Les îles Canaries demandent plus de fonds pour les mineurs migrants et défendent la contingence migratoire sur les îles

MADRID, 16 juillet () –

La ministre de la Protection sociale du gouvernement des Îles Canaries, Candelaria Delgado, a exigé ce jeudi que soient augmentés les fonds destinés à l'accueil des mineurs migrants – l'Exécutif offre 35 millions – et que soit maintenue la déclaration d'urgence migratoire dans l'archipel.

Dans des déclarations aux journalistes à la fin de la Conférence sectorielle sur l'enfance et l'adolescence, il a souligné que l'inexistence du PGE ne peut pas être un obstacle puisque le gouvernement central a récemment augmenté les fonds pour la dépendance.

Il a également indiqué qu'il existe un autre « précédent » car pour l'application de la modification de la Loi sur l'Immigration, une contribution extraordinaire de 100 millions d'euros a été demandée pour la prise en charge de tous les mineurs migrants dans toutes les communautés autonomes.

Delgado a également déclaré que les Îles Canaries « continuent de se conformer » à l'état d'urgence et à la contingence d'immigration puisqu'elles dépassent « trois fois » la répartition obligatoire qui a été fixée à 783 mineurs.

Il a reconnu que la pression a été relâchée dans les centres pour mineurs des îles, car l'année dernière, environ 900 personnes supplémentaires ont été transférées, celles qui quittent le réseau parce qu'elles ont atteint l'âge de la majorité, mais les chiffres « étaient très élevés ».

Dans ce sens, il a indiqué qu'au moins les « macro centres » ont pu être fermés pour le moment, même s'ils sont disponibles en cas d'augmentation des arrivées maintenant que les conditions de la mer s'améliorent – au cours des trois derniers jours seulement, 88 mineurs sont arrivés aux îles Canaries -.

Il a toutefois précisé que les Îles Canaries comptent environ 3.600 mineurs migrants et que certains mettent jusqu'à six mois à partir en raison du retard du processus administratif et de la disponibilité des communautés pour les accueillir.

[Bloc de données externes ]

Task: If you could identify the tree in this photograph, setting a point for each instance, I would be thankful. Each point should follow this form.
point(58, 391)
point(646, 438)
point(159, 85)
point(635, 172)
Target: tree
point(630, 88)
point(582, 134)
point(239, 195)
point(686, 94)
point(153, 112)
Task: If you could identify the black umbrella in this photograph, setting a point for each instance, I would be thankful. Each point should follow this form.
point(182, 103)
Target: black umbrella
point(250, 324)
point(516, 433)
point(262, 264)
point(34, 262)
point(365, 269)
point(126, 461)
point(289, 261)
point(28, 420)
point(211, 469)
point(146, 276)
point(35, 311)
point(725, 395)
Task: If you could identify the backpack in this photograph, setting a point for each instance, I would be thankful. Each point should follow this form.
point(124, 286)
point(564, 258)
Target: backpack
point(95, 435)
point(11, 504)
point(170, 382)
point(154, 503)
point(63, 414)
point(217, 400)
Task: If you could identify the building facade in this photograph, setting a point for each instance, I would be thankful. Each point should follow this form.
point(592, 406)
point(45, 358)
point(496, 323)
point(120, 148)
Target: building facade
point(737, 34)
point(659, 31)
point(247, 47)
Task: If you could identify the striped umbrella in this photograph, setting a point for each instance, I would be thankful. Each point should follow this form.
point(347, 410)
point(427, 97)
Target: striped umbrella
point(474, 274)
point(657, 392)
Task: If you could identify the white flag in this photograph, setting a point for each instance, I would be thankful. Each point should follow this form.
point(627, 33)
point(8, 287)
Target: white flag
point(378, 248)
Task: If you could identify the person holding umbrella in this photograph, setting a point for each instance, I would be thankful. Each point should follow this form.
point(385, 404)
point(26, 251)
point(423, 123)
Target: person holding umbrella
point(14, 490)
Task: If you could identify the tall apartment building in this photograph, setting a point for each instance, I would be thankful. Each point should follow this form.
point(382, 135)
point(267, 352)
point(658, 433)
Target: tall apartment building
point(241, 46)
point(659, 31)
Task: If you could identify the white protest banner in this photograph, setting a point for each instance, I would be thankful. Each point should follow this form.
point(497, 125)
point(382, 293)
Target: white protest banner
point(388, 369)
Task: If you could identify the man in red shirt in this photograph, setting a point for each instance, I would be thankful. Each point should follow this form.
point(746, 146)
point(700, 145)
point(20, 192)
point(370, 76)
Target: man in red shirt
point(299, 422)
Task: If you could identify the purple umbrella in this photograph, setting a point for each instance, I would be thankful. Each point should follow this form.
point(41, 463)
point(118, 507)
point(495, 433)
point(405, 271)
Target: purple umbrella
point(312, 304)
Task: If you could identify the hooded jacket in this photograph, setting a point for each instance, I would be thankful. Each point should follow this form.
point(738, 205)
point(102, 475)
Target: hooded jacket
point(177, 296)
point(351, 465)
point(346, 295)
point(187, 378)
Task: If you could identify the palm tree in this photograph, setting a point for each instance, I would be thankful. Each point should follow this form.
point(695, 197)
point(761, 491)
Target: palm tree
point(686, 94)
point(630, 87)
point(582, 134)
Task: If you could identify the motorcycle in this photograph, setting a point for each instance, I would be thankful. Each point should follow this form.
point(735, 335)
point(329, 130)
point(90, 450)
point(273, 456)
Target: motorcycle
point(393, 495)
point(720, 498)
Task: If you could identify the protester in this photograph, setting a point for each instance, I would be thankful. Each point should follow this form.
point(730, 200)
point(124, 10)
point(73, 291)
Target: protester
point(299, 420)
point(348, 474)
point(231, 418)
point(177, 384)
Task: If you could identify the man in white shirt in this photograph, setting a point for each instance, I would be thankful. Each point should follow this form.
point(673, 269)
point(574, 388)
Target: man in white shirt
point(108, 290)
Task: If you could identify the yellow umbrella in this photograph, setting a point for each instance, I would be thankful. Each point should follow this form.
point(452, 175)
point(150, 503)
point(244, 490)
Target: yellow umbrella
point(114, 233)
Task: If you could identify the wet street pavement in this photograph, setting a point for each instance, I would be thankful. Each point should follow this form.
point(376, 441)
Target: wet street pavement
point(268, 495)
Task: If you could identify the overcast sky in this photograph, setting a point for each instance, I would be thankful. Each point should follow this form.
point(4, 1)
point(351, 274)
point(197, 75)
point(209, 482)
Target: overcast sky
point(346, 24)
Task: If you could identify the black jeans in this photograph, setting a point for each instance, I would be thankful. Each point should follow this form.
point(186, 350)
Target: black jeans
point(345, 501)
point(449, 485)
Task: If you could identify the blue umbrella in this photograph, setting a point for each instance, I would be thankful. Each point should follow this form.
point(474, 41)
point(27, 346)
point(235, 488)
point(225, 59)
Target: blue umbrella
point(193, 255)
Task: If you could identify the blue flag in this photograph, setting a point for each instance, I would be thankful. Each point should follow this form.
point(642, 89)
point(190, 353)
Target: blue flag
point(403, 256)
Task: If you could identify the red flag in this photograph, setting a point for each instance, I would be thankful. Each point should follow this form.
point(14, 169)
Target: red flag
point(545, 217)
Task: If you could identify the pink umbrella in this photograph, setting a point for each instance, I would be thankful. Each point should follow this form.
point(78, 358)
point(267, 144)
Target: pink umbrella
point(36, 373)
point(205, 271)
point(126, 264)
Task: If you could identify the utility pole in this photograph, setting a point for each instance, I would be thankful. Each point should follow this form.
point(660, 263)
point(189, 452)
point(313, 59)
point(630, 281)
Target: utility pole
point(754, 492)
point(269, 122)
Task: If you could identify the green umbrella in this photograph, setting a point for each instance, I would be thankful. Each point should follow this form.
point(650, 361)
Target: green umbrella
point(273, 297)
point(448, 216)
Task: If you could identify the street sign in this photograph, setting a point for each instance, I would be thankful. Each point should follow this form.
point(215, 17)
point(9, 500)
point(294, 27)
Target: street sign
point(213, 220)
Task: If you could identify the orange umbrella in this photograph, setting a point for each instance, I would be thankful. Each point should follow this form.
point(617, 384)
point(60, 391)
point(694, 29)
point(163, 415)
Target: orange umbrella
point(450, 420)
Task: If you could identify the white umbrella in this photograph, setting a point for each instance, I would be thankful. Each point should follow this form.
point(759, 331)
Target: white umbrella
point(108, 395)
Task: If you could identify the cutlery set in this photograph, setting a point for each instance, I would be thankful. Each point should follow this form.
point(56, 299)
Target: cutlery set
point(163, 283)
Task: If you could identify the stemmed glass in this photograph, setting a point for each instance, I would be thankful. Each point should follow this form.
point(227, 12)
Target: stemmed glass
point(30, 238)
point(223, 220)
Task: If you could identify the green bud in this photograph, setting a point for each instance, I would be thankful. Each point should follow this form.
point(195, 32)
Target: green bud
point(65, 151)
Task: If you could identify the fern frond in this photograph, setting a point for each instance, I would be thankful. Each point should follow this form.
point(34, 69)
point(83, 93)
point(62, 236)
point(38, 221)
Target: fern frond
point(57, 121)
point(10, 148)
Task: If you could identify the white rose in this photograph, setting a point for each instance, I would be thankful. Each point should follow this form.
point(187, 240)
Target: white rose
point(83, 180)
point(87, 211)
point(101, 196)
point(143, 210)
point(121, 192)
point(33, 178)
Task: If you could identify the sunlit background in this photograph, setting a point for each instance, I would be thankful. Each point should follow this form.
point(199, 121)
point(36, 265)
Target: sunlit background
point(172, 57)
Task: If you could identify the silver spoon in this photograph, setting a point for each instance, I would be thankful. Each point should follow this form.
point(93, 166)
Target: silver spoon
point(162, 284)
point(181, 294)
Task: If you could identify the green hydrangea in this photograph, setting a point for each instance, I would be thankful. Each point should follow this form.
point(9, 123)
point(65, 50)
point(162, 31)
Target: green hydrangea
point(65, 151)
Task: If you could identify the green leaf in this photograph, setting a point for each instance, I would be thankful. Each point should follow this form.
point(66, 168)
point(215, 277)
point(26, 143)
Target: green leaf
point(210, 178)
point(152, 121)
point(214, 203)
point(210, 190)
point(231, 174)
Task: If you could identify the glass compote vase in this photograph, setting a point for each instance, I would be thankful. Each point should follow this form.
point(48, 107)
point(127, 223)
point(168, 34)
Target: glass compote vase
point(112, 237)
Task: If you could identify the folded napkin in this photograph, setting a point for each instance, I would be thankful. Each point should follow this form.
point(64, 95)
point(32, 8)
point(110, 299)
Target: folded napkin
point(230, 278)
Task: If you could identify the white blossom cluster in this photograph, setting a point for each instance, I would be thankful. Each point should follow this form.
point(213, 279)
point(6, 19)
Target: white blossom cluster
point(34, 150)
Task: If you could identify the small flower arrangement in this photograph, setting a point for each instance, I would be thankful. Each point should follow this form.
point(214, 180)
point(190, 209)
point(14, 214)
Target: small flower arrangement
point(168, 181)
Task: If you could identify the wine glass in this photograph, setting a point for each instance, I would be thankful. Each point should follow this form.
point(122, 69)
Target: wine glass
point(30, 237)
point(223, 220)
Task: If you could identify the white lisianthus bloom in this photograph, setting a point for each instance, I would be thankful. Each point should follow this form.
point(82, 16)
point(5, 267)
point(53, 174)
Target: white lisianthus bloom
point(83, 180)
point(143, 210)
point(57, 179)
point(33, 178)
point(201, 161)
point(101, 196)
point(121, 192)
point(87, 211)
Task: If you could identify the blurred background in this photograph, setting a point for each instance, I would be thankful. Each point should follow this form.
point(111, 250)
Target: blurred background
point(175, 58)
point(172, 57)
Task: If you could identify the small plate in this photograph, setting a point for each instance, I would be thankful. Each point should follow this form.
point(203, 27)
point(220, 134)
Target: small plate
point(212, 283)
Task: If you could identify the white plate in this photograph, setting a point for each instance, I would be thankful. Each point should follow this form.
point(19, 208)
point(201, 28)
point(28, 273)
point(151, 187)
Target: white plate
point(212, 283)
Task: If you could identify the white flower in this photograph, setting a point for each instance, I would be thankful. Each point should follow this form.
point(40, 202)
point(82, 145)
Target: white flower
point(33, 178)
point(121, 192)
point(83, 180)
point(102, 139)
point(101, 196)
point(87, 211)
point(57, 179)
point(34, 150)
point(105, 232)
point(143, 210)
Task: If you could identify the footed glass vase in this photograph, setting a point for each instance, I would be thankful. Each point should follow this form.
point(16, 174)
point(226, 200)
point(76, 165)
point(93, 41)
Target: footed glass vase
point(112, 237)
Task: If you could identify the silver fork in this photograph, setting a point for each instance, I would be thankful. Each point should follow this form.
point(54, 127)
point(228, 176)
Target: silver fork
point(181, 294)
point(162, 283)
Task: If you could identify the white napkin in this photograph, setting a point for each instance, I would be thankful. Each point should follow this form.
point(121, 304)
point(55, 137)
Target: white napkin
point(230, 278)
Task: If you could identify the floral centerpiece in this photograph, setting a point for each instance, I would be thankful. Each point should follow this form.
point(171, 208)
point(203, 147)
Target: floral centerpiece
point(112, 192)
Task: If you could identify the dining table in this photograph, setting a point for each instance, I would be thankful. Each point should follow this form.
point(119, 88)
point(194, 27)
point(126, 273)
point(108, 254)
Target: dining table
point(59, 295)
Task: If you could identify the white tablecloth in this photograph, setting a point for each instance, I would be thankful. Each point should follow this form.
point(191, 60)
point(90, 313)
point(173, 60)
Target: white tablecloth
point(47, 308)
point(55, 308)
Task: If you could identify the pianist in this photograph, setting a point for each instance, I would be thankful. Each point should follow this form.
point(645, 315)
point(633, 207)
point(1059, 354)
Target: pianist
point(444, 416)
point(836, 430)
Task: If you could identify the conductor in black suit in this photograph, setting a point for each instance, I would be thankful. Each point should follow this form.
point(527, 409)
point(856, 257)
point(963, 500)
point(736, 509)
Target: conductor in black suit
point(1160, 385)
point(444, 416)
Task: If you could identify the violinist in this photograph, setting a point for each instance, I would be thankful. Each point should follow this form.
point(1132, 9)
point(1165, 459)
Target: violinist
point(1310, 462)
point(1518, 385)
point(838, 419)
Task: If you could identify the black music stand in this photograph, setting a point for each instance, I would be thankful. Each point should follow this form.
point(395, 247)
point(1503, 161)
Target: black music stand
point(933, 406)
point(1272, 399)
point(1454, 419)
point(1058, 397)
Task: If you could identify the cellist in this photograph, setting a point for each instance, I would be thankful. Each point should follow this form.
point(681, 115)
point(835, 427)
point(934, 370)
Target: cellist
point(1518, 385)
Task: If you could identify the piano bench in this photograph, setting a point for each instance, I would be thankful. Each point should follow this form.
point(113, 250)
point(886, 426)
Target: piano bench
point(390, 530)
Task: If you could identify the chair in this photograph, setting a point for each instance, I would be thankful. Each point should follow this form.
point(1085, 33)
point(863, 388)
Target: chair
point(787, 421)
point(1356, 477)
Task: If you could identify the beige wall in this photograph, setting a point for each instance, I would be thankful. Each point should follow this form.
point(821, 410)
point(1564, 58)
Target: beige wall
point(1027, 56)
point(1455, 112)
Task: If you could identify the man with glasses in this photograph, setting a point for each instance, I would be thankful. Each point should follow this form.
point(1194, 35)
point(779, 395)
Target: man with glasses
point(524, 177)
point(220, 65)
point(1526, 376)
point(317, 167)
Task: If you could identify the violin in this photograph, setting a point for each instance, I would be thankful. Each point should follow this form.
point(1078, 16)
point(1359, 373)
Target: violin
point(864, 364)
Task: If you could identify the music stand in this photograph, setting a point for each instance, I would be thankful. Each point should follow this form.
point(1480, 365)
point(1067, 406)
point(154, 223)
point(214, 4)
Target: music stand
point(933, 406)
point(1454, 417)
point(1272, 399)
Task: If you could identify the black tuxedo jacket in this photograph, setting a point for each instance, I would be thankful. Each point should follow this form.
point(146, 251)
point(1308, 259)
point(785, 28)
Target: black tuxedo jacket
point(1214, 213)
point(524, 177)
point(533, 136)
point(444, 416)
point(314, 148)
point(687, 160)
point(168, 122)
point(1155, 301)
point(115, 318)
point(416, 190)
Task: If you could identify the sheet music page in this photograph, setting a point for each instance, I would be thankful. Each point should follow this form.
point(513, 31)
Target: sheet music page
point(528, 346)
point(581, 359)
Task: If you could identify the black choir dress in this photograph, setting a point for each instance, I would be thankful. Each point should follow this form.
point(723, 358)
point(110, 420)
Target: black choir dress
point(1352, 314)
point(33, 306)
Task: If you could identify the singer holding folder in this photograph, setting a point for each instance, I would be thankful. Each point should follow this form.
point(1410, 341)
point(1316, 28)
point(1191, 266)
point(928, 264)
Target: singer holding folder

Le conseiller a également profité de l'occasion pour demander à la ministre Sira Rego « comment ils vont agir pour défendre les intérêts des mineurs migrants non accompagnés » avant l'entrée en vigueur du Pacte de Migration et d'Asile puisque la figure du « défenseur des droits des mineurs » doit être présente au moment où un bateau arrive à la côte.

Ainsi, on a demandé « qui va supporter les dépenses » de ce chiffre car dans la justice libre, c'est aux communautés autonomes de le financer et le gouvernement canarien « n'a rien dit ».

Ainsi, a-t-il indiqué, « ce que nous voulons, c'est que les communautés soient entendues, que soit convoquée la conférence sectorielle sur la migration qui sera discutée la semaine prochaine et que les communautés autonomes ne continuent pas à ignorer comment ce pacte migratoire va être appliqué ».